The king and chiefs, acknowledging their own inexperience, had sought for a man of probity and some legal training who could act as their advisor in matters dealing with other nations and with foreigners within the Islands.
They asked Mr. Richards to become their teacher. chaplain and interpreter. Richards accepted this appointment, beginning his service on July 3, 1838. His resignation from the Mission as of that date was accepted by the American Board.
The classes in political economy held by Mr. Richards for the chiefs must have laid the foundation for the political reforms started soon after. Indeed. it can be said that Mr. Richards exercised a profound, though somewhat intangible, influence on Hawaii’s evolution towards a constitution form of government.
William Richards prepared a report to the mission following his first year in government service (1838-1839). Portions of the report follows:
“According to those engagements, l was to devote my time at my discretion to the instruction of the King & chiefs, as far as l could and remain at Lahaina, and do the public preaching. l was also to accompany the King to Oahu if important public business called him there.”
“As soon as the arrangements were completed, l commenced the compilation and translation of a work on political economy, following the general plan of Wayland, but consulting Lay, Newman and others, and translating considerable portions from the 1st mentioned work.”
“l also met [the] king & chiefs daily when other public business did not prevent, and as fast as l could prepare matter read it to them in the form of lectures. l endeavored to make the lectures as familiar as possible, by repeating them, and drawing the chiefs into free conversation on the subject of the Lecture.”
“They uniformly manifested a becoming interest in the school thus conducted, and took an active part in the discussion of the various topics introduced in the Lectures.”
“The Lectures themselves were mere outlines of general principles of political economy, which of course could not have been understood except by full illustration drawn from Hawaiian custom and Hawaiian circumstances.”
“The conversation frequently took so wide a range that there was abundant opportunity to refer to any and to every fault of the present system of government. But when the faults of the present system were pointed out & the chiefs felt them & then pressed me with the question, ‘Pehea la e pono ai.’ ((How will it be bettered?)”
“l have often felt that it is much easier to point out the defects of an old system than it is to devise a new one, suitable to take its place.”
“The Chiefs proposed themselves to publish the work which I have compiled, & they are to have the Copy Right & defray the expense of the publication.” (The book was known as No ke Kalaiaina.)

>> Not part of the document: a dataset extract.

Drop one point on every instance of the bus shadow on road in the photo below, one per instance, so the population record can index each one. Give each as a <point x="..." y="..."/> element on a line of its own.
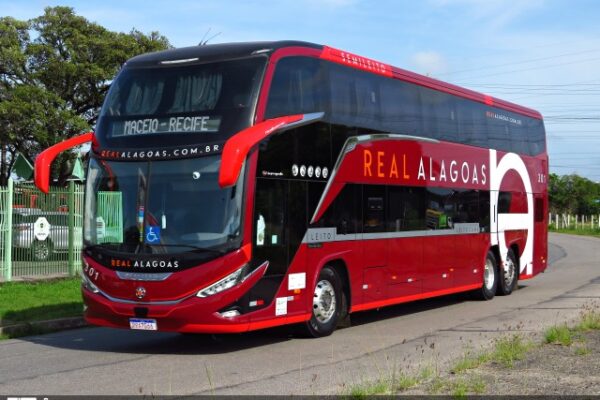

“All my intercourse with the king and chiefs has been of the most pleasant character, at least, I have found them uniformly ready to listen to instructions, and they have manifested a becoming wish to reform the government in those particulars where it is inconsistent with true Political Economy.”
“I have far greater fears at present that there is not sufficient skill to devise a truly wise policy than I have that the chiefs will not sanction it when devised.”
As part of this initial process, a system of laws had been written out by Boaz Mahune, who was directed by the King to conform them to the principles of Political Economy which they had learned.
(Mahune was a member of the first class at Lahainaluna Seminary, graduating in 1835 after four years there. He was considered one of the school’s most brilliant scholar and was one of the ten chosen to remain as monitors, teachers in the children’s school and assistants in translating.)
The laws were signed by Kamehameha III on June 7, 1839 and referred to as He kumu kanawai, a me ke kanawai hooponopono Waiawi, no ko Hawaii nei pae aina. 1839 (Declaration of Rights (1839). All of the above came from Richards’ report, dated May 1, 1839; HHS, 1943.